Dans une société qui manque singulièrement de repères, je crois que notre lien à la nature demeure un phare et un objectif à la fois social, économique et culturel. C’est la raison pour laquelle ce Tour de France olympique et cette Cérémonie d’ouverture me semblent riches d’enseignements. Non seulement parce que nombre de Parisiens s’apprêtent à quitter la capitale pour aller « se ressourcer à la campagne » pendant la période des Jeux, mais surtout parce que les territoires ruraux assurent désormais des fonctions indispensables à l’équilibre républicain (toutes les analyses des résultats des dernières élections européennes et législatives montrent pourtant combien leurs habitants se sentent encore éloignés, raillés et méprisés). Ces fonctions sont au moins au nombre de quatre : une fonction résidentielle (avec la péri-urbanisation, le rare retour de jeunes diplômés et la part souvent élevée des résidences secondaires), une fonction de production (avec bien entendu l’agriculture et ses crises successives, l’essor d’activités tertiaires et d’un temps de travail très partialité, et parfois une vocation industrielle souvent séculaire), une fonction évidemment environnementale ou « de nature » (les acteurs des territoires ruraux sont devenus dépositaires et gestionnaires de biens publics universels que constituent l’eau et les espaces naturels, agricoles et forestiers) et enfin une fonction récréative (avec un tourisme en pleine évolution qui doit réinventer son rapport aux espaces naturels).

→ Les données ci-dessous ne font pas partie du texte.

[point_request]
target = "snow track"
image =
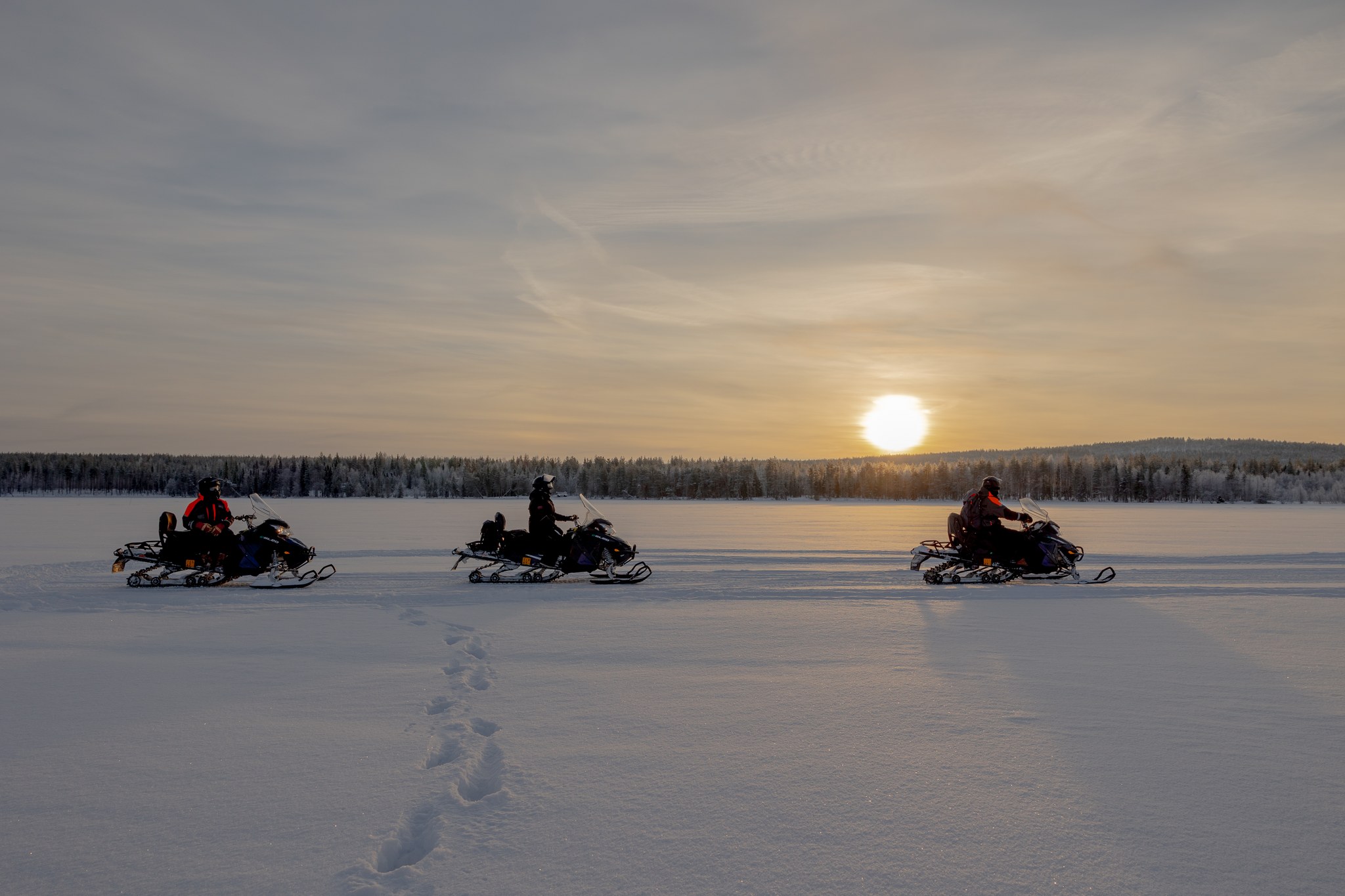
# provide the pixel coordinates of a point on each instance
(763, 716)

De ces fonctions diverses, c’est un peu le récit de nos mutations sociétales dont il s’agit, de l’apparition de différentes France rurales qui racontent notre rapport à l’espace, au vivant mais aussi à nos campagnes (on peut parler de campagnes périurbaines, de campagnes dynamiques et de campagnes fragiles).
On l’a compris depuis longtemps, le rapport urbanité – ruralité est l’un des grands enjeux de notre temps. Alphonse Allais écrivit il déjà longtemps la célèbre formule selon laquelle « les villes devraient être construites à la campagne, l’air y est tellement plus pur ». Ce n’est plus le sens de l’histoire. Je crois que l’un de nos messages les plus contemporains devrait être l’urgence de trouver une organisation qui favorise la complémentarité entre territoires ruraux et espaces urbains, liée à la fois aux évolutions sociologiques et culturelles, aux questions d’aménagement et de gestion du territoire, à la gestion et la préservation des espaces naturels et agricoles, mais aussi aux liens à redéfinir entre territoires ruraux et urbains. Certains pensent qu’il faut faire venir un peu de campagne dans les villes. De nombreux travaux sont produits sur les projets de territoire et sur la valorisation du capital environnemental et culturel des campagnes, sans doute le principal levier d’attractivité et d’action pour le développement de ces territoires et principal lien avec le monde urbain en pleine restructuration. C’est le sens de nombreuses actions en cours. Je pense notamment au travail sur le « tourisme agriculturel » mené par le Slow Tourisme Lab, incubateur de l’innovation touristique authentique et durable au service de l’attractivité rurale, porté par Aube en Champagne Tourisme. Cela fera l’objet d’une prochaine chronique.